Two seconds, three. "I have told you we must not waste time. I know that you are an agent in the British Secret Service and that your assignment was to enquire into the death of your Secretary of State in Pekin. You have resisted efforts on the part of my own agents to eliminate you. You are here in the hope of eliminating me, since it is believed I was responsible for the two political assassinations in Pekin, and might be in the process of ordering others, as indeed I am. For your information, TWA Flight 232 from Pekin sustained an accident on take-off early this morning, killing more than fifty people including an American football team; they had been visiting the People's Republic of China on a goodwill mission with the aim of furthering the interests of international sport."
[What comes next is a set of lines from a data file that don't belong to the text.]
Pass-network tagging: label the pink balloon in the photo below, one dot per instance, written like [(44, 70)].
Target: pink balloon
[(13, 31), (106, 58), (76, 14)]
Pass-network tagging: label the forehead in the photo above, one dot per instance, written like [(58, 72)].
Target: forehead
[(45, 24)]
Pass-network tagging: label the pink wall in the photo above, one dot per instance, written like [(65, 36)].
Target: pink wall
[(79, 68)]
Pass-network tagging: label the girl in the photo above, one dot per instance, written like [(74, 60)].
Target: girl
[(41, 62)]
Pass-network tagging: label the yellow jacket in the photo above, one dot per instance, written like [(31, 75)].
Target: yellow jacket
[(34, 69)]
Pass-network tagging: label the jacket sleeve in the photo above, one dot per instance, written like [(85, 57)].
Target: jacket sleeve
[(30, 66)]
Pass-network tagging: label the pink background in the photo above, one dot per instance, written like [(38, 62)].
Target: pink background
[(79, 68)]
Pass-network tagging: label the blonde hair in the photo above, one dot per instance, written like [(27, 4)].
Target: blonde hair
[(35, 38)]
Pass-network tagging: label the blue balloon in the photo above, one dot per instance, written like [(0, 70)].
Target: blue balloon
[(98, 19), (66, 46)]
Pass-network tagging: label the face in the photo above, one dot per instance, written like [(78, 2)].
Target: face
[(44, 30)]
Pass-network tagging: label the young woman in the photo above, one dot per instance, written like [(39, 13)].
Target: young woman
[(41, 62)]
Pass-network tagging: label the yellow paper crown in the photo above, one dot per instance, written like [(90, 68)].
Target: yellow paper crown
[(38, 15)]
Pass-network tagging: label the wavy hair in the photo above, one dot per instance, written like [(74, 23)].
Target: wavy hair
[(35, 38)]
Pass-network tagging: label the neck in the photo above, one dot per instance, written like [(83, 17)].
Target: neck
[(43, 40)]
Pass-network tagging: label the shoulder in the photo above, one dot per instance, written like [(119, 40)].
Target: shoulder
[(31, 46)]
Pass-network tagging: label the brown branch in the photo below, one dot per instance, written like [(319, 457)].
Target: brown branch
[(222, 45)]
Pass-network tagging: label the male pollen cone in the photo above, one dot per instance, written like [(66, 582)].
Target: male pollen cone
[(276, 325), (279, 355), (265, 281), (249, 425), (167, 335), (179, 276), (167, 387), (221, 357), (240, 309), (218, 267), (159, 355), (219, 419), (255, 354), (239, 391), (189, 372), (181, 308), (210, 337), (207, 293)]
I think he wasn't quite finished, but I got up at that point and did a bit of walking about to ease the leg muscles. "Look, you ought not to be telling me things like that at this stage, before the trial. You've just made some pretty hefty confessions."
His small grey head was turning to watch me. "As you know, the Americans are as fanatical about sport as the English. The object of the sabotage action was to further incense the Americans and strain their new relations with China."
"All I can say is, I've given you fair warning."
It was like having two conversations going on, but we both knew what we were doing, and we both knew that we knew.